Un engagement dans la guerre civile 1793-1796
Fuyant Saint-Fulgent, on pense
qu’Étienne Benjamin Martineau s’est dirigé à Fontenay, où se trouvait son frère, administrateur du
département. Une fois sur place il y a fait partie du
comité de sûreté générale où, en août 1793, les autorités départementales
avaient placé des élus du 2e rang dont il faisait partie. Ce comité
était au courant des dossiers de police, faisait rechercher les suspects
importants, pouvait procéder aux interrogations et déférer à la cour militaire,
antichambre de la mort.
Sur ce point on ne peut pas répéter
qu’il interrogea des prisonniers originaires de Saint-Fulgent, faute de preuve.
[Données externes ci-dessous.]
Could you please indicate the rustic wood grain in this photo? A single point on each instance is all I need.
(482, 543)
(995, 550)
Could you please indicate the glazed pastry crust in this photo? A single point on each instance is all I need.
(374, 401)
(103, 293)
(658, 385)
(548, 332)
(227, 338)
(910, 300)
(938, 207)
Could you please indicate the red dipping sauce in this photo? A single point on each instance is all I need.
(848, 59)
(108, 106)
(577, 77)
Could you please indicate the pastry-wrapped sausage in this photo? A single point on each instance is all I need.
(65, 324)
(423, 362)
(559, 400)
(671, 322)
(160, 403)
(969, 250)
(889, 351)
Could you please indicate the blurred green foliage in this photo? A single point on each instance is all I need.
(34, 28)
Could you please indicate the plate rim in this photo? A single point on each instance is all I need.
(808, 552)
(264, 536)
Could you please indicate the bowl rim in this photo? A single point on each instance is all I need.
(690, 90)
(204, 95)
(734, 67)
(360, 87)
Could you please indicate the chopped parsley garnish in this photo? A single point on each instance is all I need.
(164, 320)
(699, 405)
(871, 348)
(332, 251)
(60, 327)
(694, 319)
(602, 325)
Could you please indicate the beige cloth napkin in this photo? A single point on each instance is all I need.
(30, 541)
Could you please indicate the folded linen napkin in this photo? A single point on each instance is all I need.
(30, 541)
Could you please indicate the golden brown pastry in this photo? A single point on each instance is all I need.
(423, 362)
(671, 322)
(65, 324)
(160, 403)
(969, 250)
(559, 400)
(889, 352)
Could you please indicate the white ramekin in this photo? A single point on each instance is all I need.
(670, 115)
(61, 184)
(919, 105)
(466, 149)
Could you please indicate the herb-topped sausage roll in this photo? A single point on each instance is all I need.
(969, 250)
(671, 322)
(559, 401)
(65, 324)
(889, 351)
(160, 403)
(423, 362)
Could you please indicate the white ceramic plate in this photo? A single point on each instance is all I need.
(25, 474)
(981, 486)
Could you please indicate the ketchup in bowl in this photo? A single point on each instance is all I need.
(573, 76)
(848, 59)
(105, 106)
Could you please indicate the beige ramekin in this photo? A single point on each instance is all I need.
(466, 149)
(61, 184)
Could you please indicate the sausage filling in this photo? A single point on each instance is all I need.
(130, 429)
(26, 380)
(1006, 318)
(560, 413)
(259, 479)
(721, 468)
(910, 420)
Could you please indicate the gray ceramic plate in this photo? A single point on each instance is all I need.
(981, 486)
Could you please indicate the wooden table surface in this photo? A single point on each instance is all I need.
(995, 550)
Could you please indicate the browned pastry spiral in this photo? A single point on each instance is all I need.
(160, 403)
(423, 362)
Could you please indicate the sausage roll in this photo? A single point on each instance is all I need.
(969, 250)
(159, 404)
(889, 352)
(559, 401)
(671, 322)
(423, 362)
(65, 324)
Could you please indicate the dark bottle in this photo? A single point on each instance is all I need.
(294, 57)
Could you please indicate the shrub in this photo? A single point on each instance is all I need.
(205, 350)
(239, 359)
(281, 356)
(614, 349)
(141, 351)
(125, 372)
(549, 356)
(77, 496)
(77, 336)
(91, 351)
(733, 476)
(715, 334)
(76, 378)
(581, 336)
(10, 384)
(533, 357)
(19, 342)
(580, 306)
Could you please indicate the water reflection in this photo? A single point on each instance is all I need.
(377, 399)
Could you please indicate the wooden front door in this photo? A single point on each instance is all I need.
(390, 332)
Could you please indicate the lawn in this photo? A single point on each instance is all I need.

Certains historiens ont
pu le confondre dans ce rôle avec son frère, qui signe ses interrogatoires de
personnes de Saint-Fulgent de son titre « d’administrateur et commissaire
du département de la Vendée ». De plus, il fait précéder, dans sa
signature, son patronyme de la lettre « a » et de l’abrégé « Jbte »,
ce qui veut bien dire Ambroise Jean Baptiste (14). Néanmoins on trouve trace de
l’activité d’interrogateur de prisonniers d’Étienne Benjamin Martineau aussi à
Fontenay. Ce fut le cas notamment pour le notaire Charles René Marot, originaire de
Bazoges-en-Paillers, qui fut condamné à mort et exécuté (1).
Il faut aussi évoquer « l’affaire
des charmilles ». C’était le nom d’une allée qui bordait « le Verger de
la Menaudière » appartenant à Simon Charles Guyet, beau-père de
Martineau, vers l’ouest de sa maison, qui était située au milieu du bourg de Saint-Fulgent (derrière l'actuelle mairie).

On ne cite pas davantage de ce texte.